Technical information
- Licensing authority: FCC
- Facility ID: 36075
- Class: D
- Power: 5,000 watts day 1,700 watts critical hours 2 watts night
- Transmitter coordinates: 39°39′53″N 83°56′38″W﻿ / ﻿39.66472°N 83.94389°W
- Translator: 104.3 W282CD (Dayton, Ohio)

Links
- Public license information: Public file; LMS;
- Website: www.wgnz.com

= WGNZ =

WGNZ (1110 kHz "Good News 1110") is a commercial AM radio station licensed to Fairborn, Ohio, with radio studios in Dayton and its transmitter in Xenia (the original city of license). It airs a Christian talk and teaching radio format with Southern Gospel music. The owner is L&D Broadcasters Inc.

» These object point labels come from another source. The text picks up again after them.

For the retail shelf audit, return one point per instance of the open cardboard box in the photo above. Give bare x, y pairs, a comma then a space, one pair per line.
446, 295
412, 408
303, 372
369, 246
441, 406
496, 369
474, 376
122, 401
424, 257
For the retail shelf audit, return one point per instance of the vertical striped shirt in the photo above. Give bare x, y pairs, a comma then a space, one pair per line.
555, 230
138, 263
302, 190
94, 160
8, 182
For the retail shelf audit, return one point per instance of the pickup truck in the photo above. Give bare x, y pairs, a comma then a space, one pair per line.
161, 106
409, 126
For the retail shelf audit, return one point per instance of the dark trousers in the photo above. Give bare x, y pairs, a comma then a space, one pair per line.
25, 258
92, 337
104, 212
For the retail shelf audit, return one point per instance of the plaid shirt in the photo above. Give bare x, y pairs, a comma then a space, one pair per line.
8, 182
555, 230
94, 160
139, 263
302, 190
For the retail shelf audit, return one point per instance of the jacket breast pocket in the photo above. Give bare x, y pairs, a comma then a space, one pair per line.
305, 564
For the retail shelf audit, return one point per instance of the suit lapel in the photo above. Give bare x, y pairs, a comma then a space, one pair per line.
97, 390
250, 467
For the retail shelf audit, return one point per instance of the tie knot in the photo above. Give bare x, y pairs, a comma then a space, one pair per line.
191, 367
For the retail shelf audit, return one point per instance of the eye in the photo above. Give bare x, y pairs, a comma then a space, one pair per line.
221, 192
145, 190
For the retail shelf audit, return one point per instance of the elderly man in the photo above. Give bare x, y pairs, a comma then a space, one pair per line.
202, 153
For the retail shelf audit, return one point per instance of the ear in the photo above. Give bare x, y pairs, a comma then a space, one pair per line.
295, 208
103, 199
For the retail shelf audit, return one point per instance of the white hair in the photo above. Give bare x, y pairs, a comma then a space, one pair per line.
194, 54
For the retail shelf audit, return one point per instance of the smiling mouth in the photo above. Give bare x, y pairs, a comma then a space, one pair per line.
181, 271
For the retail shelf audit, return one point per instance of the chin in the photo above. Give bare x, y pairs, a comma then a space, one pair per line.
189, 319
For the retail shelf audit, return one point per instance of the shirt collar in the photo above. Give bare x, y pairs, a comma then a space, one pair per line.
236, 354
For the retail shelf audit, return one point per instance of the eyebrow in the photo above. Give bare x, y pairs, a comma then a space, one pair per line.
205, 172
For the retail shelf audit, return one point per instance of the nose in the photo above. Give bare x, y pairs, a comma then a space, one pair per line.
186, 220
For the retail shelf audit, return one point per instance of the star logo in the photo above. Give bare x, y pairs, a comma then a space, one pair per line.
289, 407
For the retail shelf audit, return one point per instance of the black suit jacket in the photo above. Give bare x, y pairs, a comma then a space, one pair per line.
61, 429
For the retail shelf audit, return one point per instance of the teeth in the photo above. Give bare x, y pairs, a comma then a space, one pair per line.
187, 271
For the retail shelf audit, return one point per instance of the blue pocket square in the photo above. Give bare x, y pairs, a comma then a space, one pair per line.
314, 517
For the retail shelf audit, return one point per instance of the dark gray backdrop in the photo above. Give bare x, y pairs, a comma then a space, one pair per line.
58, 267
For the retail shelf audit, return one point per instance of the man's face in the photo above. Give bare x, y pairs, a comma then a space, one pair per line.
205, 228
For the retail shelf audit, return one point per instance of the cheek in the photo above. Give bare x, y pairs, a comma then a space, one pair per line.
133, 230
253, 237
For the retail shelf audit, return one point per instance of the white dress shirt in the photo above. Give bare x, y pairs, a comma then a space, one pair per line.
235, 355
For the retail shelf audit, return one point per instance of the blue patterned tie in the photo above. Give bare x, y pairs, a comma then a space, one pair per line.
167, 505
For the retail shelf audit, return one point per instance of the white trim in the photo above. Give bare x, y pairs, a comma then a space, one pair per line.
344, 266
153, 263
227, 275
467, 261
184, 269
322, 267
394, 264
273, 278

By day, WGNZ transmits with 5,000 watts. Because 1110 AM is a clear channel frequency reserved for Class A WBT Charlotte and KFAB Omaha, WGNZ must reduce power to 1,700 watts during critical hours and to only 2 watts night. WGNZ is heard around the clock on FM translator W282CD on 104.3 MHz in Dayton.

==History==
WGNZ was founded in 1968 as 250-watt daytimer using the call sign WELX. It was owned by West Central Ohio Broadcasters Inc., and it was the AM sister station of WHBM (now WZDA). The WELX call letters stood for: Ernie and Lowell, along with the city of Xenia. Ernie and Lowell were the sons of founders Harry and Ernestine Miller.

The station was sold in 1979 to L&D Broadcasters Inc. and returned to the air in 1980 airing Urban Gospel music in the morning and early evenings and Southern Gospel in the afternoons.

Rev. Norman Livingston of Dayton, a local independent church pastor who also promoted Southern Gospel Music concerts, began to work with WELX and became the afternoon co-host. He eventually moved into managing and promoting the station in 1981 when urban gospel music was dropped in favor of full-time southern gospel music. In 1984, the station switched the call sign from WELX to WMMX to stand for "Message Music Radio" or "Gospel Music's Best MIX."

Eventually that call sign was replaced with WGNZ and its new slogan "Good News 1110". The released call sign "WMMX" was taken by 107.7 FM. As of November 1, 2008, the old tower site has been razed. In the Summer of 2008, WGNZ built a new state of the art transmitter and tower facility.

==Programming==
WGNZ is one of the last locally owned commercial stations in the Dayton, Ohio market. The station features National and Local pastors providing Christian talk and teaching programs. It is also the only radio station in the Miami Valley that is primarily Southern Gospel, but also features Bluegrass and Local Artists. WGNZ has streamed its programming on the internet since July 9, 1996. WGNZ was at that time the second Christian radio station in Ohio to stream on the internet.

The WELX callsign is now used at an FM station in Isabella, Puerto Rico.